Hop, direction rue Nollet, à Paris. Première surprise, il fallait amener de quoi boire et manger. Deuxième surprise, l’ambiance ressemble plus à celle d’un apéro festif entre amis. Troisième surprise, on bosse sérieusement quand même. 

OK, je signe. C’est bon. Des gens qui peuvent parler boulot et jouer à l’otarie avec des bouchons de liège, qui peuvent construire un chemin de fer solide tout en découpant une quiche maison ou en faisant passer le saucisson de mains en main, moi, j’adhère! Travailler et s’amuser, faire du bon boulot, sérieusement, professionnellement, et être entre copains, c’est possible? Visiblement oui. 

Bon, peut-être que je ne devrais pas crier ça sur les toits? L’entreprise paraît moins sérieuse? Tant pis! Quand on entend partout que tout va mal, que les gens n’ont pas de travail ou bien que leur travail les déprime, je pense qu’il est nécessaire aujourd’hui de montrer que d’autres manières de travailler sont possibles. Oui, ça fait très “ATTAC”, et alors? Si on peut faire de bons articles et trinquer à la santé d’un monde meilleur en même temps, tant mieux, non? Échanges de petits papiers, de numéros de téléphones, de bonnes idées et de bonnes adresses, fous-rire, propositions de sujet, points sur les dossiers en cours, projection des dernières mises en ligne: image d’une réunion typique,entre 19h30 et minuit à peu près.

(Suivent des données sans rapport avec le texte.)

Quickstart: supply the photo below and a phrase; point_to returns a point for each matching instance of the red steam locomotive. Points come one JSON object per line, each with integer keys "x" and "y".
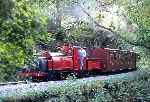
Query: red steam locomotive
{"x": 54, "y": 65}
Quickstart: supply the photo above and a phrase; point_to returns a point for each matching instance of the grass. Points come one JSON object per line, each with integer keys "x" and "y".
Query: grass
{"x": 127, "y": 89}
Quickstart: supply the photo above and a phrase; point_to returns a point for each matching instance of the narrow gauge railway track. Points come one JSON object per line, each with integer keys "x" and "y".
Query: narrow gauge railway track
{"x": 13, "y": 83}
{"x": 100, "y": 76}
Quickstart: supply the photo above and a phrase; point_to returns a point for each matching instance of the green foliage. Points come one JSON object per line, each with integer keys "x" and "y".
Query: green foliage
{"x": 23, "y": 28}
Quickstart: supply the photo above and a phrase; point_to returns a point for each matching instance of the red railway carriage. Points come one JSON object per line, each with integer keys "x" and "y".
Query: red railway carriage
{"x": 53, "y": 64}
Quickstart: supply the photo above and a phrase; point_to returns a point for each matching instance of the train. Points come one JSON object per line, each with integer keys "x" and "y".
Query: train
{"x": 58, "y": 65}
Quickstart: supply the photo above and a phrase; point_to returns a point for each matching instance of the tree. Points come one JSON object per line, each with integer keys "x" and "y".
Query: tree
{"x": 21, "y": 28}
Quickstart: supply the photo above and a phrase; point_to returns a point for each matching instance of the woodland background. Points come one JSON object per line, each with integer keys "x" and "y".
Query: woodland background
{"x": 25, "y": 25}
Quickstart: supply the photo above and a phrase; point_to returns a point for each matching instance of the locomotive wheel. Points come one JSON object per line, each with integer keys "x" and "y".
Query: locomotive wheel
{"x": 53, "y": 76}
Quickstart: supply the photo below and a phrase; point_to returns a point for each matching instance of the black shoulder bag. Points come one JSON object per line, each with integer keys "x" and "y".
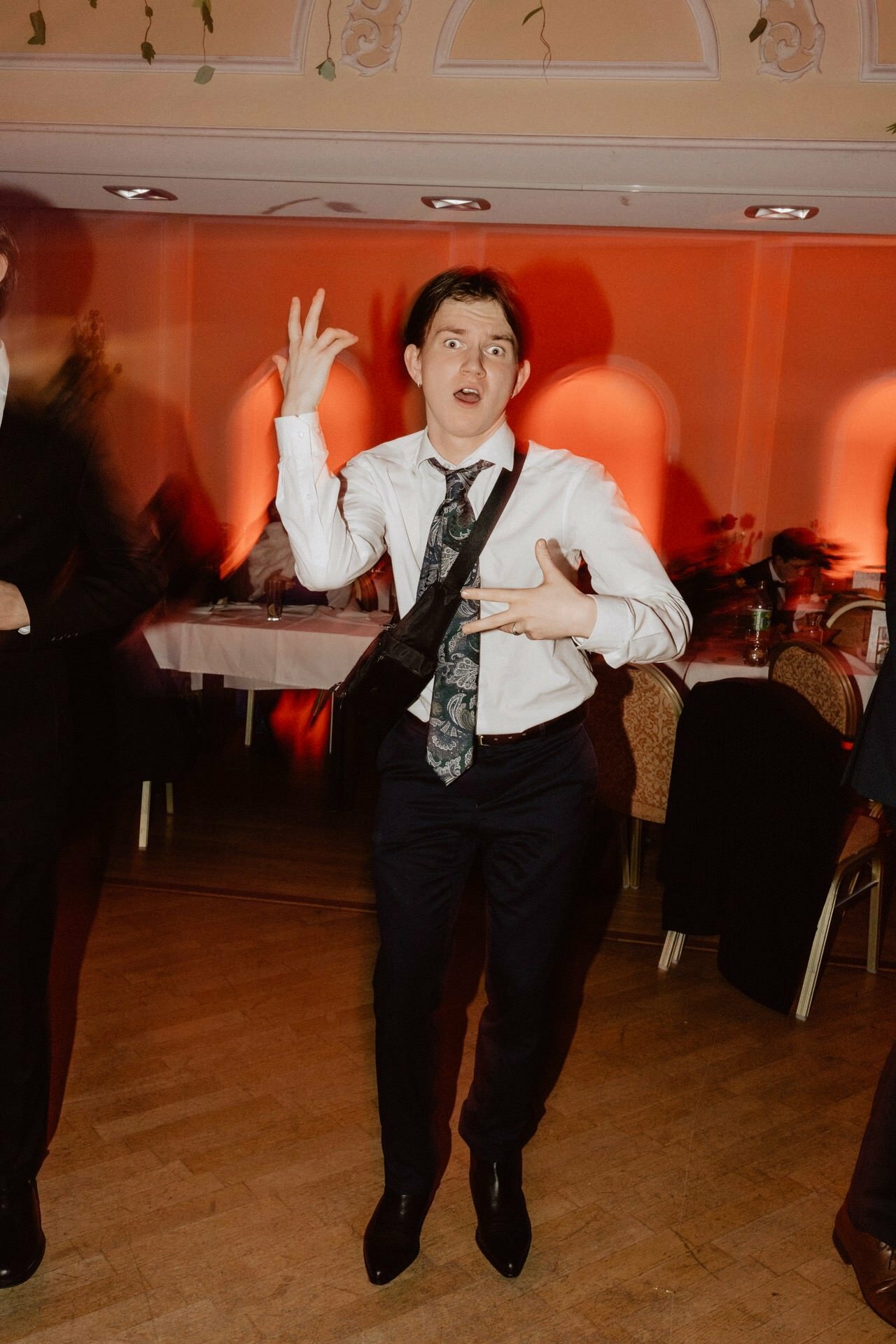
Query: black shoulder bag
{"x": 402, "y": 660}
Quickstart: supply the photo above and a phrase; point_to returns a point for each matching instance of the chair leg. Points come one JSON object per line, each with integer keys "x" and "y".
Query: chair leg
{"x": 634, "y": 854}
{"x": 143, "y": 834}
{"x": 671, "y": 955}
{"x": 250, "y": 715}
{"x": 622, "y": 831}
{"x": 874, "y": 916}
{"x": 816, "y": 956}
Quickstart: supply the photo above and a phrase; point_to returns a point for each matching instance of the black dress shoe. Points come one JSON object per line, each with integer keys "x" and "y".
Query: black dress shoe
{"x": 393, "y": 1237}
{"x": 22, "y": 1241}
{"x": 504, "y": 1231}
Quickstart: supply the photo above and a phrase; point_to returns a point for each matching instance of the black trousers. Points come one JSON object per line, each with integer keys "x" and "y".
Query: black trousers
{"x": 872, "y": 1193}
{"x": 522, "y": 809}
{"x": 33, "y": 773}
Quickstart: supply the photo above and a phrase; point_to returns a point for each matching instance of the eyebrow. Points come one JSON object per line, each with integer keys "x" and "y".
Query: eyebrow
{"x": 465, "y": 331}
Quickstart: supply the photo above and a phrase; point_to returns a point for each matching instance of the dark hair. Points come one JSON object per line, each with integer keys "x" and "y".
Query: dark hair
{"x": 466, "y": 284}
{"x": 797, "y": 543}
{"x": 10, "y": 251}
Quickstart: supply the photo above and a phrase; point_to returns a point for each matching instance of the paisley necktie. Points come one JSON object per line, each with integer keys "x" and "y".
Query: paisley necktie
{"x": 449, "y": 748}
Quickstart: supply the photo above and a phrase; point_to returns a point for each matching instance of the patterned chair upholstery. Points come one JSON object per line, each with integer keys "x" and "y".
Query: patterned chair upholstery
{"x": 631, "y": 720}
{"x": 821, "y": 676}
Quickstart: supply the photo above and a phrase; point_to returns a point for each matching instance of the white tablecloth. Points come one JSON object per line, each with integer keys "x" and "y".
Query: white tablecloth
{"x": 715, "y": 663}
{"x": 311, "y": 647}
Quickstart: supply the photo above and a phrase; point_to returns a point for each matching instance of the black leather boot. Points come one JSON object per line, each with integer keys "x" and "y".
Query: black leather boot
{"x": 504, "y": 1231}
{"x": 22, "y": 1241}
{"x": 393, "y": 1237}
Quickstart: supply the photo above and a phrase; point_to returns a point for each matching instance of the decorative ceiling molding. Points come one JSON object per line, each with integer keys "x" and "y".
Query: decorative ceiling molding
{"x": 293, "y": 64}
{"x": 372, "y": 35}
{"x": 794, "y": 39}
{"x": 871, "y": 65}
{"x": 707, "y": 69}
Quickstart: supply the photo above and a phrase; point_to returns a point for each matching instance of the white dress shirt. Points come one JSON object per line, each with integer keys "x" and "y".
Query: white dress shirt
{"x": 386, "y": 500}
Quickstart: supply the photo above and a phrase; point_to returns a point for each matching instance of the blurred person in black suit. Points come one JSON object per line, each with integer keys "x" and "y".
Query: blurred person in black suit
{"x": 796, "y": 559}
{"x": 70, "y": 569}
{"x": 865, "y": 1226}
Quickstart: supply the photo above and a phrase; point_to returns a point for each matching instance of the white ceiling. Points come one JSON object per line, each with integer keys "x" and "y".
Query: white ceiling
{"x": 527, "y": 179}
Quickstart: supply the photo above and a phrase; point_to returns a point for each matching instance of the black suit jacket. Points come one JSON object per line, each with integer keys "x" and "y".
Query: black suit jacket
{"x": 64, "y": 542}
{"x": 83, "y": 577}
{"x": 761, "y": 573}
{"x": 872, "y": 766}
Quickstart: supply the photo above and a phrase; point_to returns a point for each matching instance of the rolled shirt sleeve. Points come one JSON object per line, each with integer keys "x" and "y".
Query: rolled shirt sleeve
{"x": 336, "y": 526}
{"x": 641, "y": 615}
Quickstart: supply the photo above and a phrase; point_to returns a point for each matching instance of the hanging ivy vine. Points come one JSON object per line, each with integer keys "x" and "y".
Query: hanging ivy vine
{"x": 327, "y": 69}
{"x": 548, "y": 54}
{"x": 147, "y": 50}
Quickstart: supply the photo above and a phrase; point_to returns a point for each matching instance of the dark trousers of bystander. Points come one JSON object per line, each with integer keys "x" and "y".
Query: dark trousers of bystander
{"x": 523, "y": 811}
{"x": 33, "y": 756}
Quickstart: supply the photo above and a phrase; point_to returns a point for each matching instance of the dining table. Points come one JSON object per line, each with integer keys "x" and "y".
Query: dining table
{"x": 308, "y": 648}
{"x": 719, "y": 659}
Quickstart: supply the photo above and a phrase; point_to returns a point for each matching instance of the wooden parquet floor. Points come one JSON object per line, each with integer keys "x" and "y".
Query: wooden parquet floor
{"x": 218, "y": 1152}
{"x": 218, "y": 1156}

Tout le monde a son mot à dire, chacun peut intervenir, critiquer ou offrir son aide sur tel ou tel sujet, suggérer un changement d’angle, donner son point de vue. Qu’on soit 6 ou 20 autour de la table (sans compter ceux qui habitent trop loin pour être présents physiquement), chacun participe à sa mesure, en fonction du temps qu’il peut donner. Et on en retire ce qu’on y donne. Démocratie, bonne ambiance, quoi de plus pour inciter à travailler de notre mieux? Dans ces conditions, malgré des deadlines parfois serrées, c’est un plaisir de mettre la main à la pâte! 

Et comme on dit souvent, à Global (mais CHUT! ‘Faut pas le répéter! ;p) "on est pas payés cher, mais qu’est-ce qu’on se marre!"

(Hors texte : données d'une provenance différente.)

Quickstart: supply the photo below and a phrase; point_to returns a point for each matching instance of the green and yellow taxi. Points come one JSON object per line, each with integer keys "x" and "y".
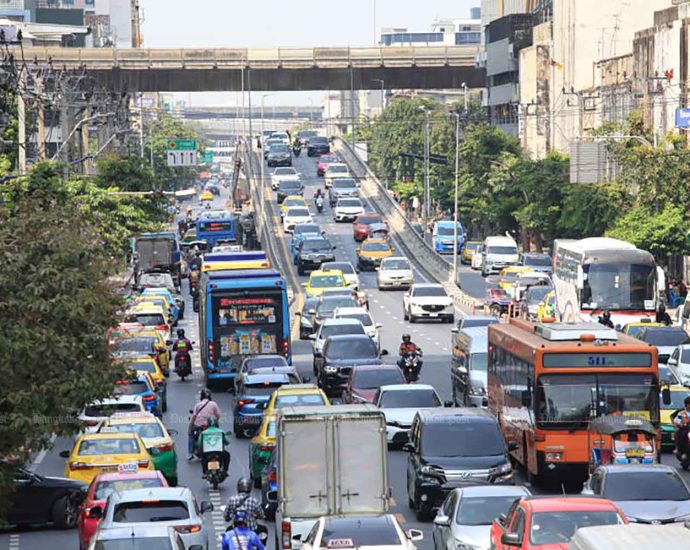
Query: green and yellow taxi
{"x": 321, "y": 280}
{"x": 95, "y": 454}
{"x": 468, "y": 251}
{"x": 158, "y": 440}
{"x": 372, "y": 251}
{"x": 261, "y": 447}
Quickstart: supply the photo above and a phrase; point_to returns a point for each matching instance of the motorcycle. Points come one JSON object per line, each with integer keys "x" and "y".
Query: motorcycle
{"x": 411, "y": 366}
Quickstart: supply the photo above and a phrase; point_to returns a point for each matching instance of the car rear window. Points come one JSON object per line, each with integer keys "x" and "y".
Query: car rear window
{"x": 159, "y": 510}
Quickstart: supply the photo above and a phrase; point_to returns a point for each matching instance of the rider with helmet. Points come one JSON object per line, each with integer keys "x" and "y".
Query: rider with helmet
{"x": 245, "y": 502}
{"x": 241, "y": 537}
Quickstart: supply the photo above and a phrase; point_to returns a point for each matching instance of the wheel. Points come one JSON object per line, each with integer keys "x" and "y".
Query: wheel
{"x": 65, "y": 513}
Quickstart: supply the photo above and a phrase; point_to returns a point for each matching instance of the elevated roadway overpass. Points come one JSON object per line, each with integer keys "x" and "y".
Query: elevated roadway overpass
{"x": 274, "y": 69}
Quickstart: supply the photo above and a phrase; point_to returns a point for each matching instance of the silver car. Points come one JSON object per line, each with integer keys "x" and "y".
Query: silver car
{"x": 464, "y": 520}
{"x": 165, "y": 506}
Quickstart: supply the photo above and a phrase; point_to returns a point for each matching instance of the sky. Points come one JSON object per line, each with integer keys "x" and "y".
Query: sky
{"x": 281, "y": 23}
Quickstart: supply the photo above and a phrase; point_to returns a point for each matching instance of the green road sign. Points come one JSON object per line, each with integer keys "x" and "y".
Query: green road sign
{"x": 181, "y": 145}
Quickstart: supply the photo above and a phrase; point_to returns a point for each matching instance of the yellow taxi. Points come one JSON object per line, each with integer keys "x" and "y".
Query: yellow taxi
{"x": 468, "y": 251}
{"x": 295, "y": 395}
{"x": 290, "y": 201}
{"x": 146, "y": 363}
{"x": 155, "y": 436}
{"x": 371, "y": 252}
{"x": 321, "y": 280}
{"x": 633, "y": 329}
{"x": 95, "y": 454}
{"x": 261, "y": 447}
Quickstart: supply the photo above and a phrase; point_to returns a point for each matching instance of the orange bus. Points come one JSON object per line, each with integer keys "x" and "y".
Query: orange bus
{"x": 548, "y": 380}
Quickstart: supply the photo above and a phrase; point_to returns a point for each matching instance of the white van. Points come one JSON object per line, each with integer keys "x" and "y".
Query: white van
{"x": 498, "y": 252}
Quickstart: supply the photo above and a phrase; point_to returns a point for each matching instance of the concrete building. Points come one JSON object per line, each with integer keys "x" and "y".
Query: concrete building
{"x": 559, "y": 69}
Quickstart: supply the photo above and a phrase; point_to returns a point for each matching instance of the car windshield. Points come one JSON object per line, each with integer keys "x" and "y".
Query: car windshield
{"x": 352, "y": 348}
{"x": 395, "y": 264}
{"x": 424, "y": 291}
{"x": 145, "y": 430}
{"x": 461, "y": 438}
{"x": 371, "y": 379}
{"x": 482, "y": 510}
{"x": 559, "y": 527}
{"x": 651, "y": 485}
{"x": 375, "y": 247}
{"x": 106, "y": 488}
{"x": 150, "y": 511}
{"x": 404, "y": 399}
{"x": 336, "y": 330}
{"x": 665, "y": 336}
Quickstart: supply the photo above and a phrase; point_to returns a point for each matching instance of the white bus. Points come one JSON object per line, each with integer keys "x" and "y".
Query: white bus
{"x": 597, "y": 274}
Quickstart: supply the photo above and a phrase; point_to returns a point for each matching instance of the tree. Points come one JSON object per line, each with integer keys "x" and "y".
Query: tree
{"x": 56, "y": 307}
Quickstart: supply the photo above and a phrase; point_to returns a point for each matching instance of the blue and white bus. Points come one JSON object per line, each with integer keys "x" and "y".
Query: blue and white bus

GLOBALmagazine, présentation générale

So! 

L’adresse, c’est ça: http://www.globalmagazine.info/

La version pro, façon service de presse de Global, c’est ça: 

Enquêtes, dossiers, investigations, photoreportages, web-documentaires, dessins, cartographies concourent à nourrir la réflexion des internautes sur la transition écologique de la société dans toutes ses dimensions politiques et sociétales. Pour garantir son indépendance et installer un lieu pérenne de liberté d’expression, GLOBAL a lancé la création d’une Fondation qui, à terme, permettra de rompre le lien entre la production d’information et sa rentabilité. Premier en France à choisir ce modèle économique, GLOBAL s’installe dans l’originalité en proposant un abonnement définitif pour 80 euros.

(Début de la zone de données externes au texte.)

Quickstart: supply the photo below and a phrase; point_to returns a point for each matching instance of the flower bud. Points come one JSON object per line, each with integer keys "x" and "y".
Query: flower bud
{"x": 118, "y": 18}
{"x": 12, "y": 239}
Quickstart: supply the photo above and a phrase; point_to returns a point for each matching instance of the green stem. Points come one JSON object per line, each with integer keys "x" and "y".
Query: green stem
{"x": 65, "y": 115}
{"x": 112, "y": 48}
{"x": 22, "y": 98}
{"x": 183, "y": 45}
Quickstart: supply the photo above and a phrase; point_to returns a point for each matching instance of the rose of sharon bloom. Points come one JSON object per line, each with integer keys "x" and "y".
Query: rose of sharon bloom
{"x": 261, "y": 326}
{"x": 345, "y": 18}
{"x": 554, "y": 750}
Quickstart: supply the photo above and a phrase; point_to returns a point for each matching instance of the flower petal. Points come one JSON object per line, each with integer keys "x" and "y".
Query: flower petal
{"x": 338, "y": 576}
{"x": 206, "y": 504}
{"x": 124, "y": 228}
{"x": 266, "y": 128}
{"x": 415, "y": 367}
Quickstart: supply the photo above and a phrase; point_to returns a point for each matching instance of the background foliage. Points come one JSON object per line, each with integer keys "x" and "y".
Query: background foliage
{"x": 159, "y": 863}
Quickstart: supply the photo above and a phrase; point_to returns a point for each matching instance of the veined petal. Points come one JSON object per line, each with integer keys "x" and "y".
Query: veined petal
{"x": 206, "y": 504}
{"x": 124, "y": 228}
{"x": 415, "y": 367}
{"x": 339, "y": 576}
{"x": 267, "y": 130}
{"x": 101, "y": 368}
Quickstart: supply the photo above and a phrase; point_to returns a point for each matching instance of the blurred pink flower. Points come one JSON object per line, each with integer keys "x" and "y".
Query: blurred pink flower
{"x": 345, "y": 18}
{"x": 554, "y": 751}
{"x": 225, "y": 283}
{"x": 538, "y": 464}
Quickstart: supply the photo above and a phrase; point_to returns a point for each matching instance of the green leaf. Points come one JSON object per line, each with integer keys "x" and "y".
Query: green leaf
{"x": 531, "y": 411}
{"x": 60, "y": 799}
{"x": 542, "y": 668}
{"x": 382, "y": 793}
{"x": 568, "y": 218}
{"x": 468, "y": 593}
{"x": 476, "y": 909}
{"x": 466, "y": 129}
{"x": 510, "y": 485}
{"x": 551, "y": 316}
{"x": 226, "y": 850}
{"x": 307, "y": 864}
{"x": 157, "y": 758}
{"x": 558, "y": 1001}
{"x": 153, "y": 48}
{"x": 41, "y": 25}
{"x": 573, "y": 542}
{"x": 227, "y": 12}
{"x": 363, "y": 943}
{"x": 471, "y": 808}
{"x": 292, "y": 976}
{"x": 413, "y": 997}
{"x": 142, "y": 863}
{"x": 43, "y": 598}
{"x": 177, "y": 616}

Et la version pas pro, c’est ça: 

Une équipe de fou, de passionnés, de tous âges et de tous horizons, de Paris, Tours, de Turquie, du Chili, d’un peu partout dans le monde. Une équipe de bénévoles qui travaillent pour le plaisir d’écrire en toute liberté ce que certains refusent au nom du “politiquement correcte” et du “Saint Annonceur a dit Non”. Une famille d’hommes et de femmes qui veulent penser librement et permettre à tous de prendre le temps de penser librement. 

Global, c’est une aventure formidable, un projet qui change de forme au jour le jour, une formule qui n’est pas encore fixe, c’est un impossible qui se fait en dépit de l’atmosphère blasée qui semble parfois régner autour de nous dans notre société contemporaine.